Sevgi ise daha kalıcı olup, emeğin, mantığın ve yaşamsal ahlaki kuralların ortaya çıktığı dönemleri kapsıyor diye araştırmalarda ifadeler geçiyor.
Lakin, “insanoğlu medeni olsa bile içgüdüleri her zaman ön plandadır. Özetle, aslında biz üreme duygusu ile âşık olmayız diye düşünmek” hatadır diye araştırmacılar ekliyor.
Aslında aşk ve sevgi testi son derece basit olarak yazılı araştırmalarda.
Sorulacak sorular şunlar” Ben sadece bir kişiye, canlıya, nesneye mi aşk veya sevgi duyuyorum?” “Diğerlerine ilgisiz miyim?” , “Hatta, düşmanımdır sana sevgi, ilgi gösteren mi? ” diyorum.
İkinci soru ise; “O zaman ben acaba bencil miyim? Ben bana mı aşığım da, karşımdaki maşuğun üstüne yıllardır nefsimde sakladığım aşk elbiseni giydirdim, aynada aslında kendime mi bakıyorum?” diye soruyorum.
Cevapları evet verdiğimizde biz ne olduğumuza dair teşhis koyamaya gönlümüz el vermese bile ne olmadığımıza dair bulguları kavrıyoruz.
Doğru cevabı yanlışları eleyerek de çoktan seçmeli soru sitilinde doğruyu bulmaya alışkın bir nesiliz çok şükür.
Bari hekim olarak reçeteyi de yazalım. Mevlana reçeteyi çoktan önümüze koymuş, ben repete edeyim:
Mevlânâ, aşka düşen nefs eşeğini hak yoluna sokabilmek için, tasavvufun en temel nefsi terbiye yöntemlerinden biri olan, “onun isteklerinin zıddını yapma”yı tavsiye etmektedir:
“Eşeğin (nefsinin) başını çek, onu yola sok! Doğru yolu bilen ve görenlerin yoluna sür!/Onu (nefsini) boş bırakma, yularını tut! Çünkü o, yeşilliğe (insani aşka, bencilliğe) gitmeyi pek sever./Gaflet edip de bir an boş bıraktın mı, çayırlara doğru fersahlarca yol alır./Eşek, yol düşmanıdır; yeşillik görünce sarhoş olur. Onun yüzünden, ona kul olan niceleri telef olup gitmişlerdir./Eğer yol bilmezsen, eşeğin dileğine aykırı hareket et! Doğru yol, o aykırı yoldur.” demiş.

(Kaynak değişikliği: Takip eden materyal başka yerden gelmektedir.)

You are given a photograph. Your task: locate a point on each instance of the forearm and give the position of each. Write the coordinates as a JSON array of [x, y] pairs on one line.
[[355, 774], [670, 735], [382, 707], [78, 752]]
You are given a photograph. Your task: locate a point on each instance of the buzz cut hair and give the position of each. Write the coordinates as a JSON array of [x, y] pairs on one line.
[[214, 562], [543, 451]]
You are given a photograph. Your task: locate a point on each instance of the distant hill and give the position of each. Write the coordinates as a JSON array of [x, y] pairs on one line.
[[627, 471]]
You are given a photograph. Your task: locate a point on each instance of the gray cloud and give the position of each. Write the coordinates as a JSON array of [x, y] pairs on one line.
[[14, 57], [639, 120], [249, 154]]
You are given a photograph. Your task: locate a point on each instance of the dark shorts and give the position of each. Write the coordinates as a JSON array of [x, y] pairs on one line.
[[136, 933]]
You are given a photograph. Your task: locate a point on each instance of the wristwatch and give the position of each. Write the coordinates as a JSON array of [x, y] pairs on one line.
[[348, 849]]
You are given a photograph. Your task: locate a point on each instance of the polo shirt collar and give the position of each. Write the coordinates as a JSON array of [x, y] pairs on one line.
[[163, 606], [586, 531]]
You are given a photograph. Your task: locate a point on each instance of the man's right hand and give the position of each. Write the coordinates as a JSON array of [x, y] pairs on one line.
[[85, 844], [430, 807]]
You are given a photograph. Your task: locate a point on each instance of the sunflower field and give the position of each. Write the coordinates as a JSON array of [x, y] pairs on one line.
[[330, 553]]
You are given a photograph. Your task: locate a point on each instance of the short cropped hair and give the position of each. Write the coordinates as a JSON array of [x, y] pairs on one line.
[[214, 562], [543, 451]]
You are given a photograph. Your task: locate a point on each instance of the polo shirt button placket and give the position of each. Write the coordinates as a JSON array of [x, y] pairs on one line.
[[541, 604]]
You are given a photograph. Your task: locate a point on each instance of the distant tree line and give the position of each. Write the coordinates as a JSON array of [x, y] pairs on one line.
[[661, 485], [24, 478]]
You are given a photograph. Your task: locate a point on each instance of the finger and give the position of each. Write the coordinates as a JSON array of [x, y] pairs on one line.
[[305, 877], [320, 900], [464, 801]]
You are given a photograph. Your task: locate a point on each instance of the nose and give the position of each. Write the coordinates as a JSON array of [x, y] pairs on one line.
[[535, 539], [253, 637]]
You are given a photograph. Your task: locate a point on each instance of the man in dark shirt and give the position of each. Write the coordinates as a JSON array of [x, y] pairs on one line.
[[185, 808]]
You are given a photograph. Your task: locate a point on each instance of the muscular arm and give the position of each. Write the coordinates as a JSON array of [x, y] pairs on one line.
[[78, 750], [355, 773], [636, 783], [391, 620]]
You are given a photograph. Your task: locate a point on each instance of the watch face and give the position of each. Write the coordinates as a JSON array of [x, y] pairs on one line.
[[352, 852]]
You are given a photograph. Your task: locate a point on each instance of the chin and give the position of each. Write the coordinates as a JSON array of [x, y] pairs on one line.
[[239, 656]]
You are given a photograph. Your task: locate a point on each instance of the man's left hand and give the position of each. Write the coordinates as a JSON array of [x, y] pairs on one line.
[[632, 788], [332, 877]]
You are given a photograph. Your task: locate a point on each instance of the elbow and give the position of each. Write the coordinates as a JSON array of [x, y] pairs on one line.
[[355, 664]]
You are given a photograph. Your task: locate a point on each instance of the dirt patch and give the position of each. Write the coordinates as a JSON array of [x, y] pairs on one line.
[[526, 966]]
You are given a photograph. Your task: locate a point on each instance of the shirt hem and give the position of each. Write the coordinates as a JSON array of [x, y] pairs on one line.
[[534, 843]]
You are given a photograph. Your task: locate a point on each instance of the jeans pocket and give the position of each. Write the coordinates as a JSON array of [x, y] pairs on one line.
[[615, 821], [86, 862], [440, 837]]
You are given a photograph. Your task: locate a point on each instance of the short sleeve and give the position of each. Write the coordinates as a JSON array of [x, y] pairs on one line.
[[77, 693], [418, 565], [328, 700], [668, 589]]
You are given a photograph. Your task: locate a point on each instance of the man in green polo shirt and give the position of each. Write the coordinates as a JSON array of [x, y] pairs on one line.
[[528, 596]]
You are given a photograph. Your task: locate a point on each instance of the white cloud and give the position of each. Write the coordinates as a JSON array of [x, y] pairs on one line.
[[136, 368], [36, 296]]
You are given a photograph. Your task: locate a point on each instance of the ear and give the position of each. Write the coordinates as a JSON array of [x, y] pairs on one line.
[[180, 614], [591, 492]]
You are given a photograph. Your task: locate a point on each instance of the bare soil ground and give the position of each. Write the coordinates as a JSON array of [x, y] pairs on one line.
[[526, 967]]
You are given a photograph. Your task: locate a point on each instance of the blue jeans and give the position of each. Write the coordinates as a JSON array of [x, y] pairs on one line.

“Mevlâna’ya göre aşk beşerî ve ilahi olmak üzere iki grupta mülahaza edilir. İnsan aşk yolunda olgunlaşır. Hatta, ilahî aşka girmeden önce insan beşerî aşkı tecrübe etmeli ve orada yoğrulmalıdır. Aşk yolu çileli bir yoldur” diye eklemiş. Ama her iki aşk da kalıcı ve emek yoğun sevgiye ulaşmadıkça nefis hala ham kalır.
Yok, ben aşıkken ve dahi aşk bittiğinde bile hiç gerilmiyorum. Hep mutlu oluyorum. Hiç kızmıyorum. Öfkelenmiyorum derseniz. Bu sefer siz yazın ben okuyayım dostlar.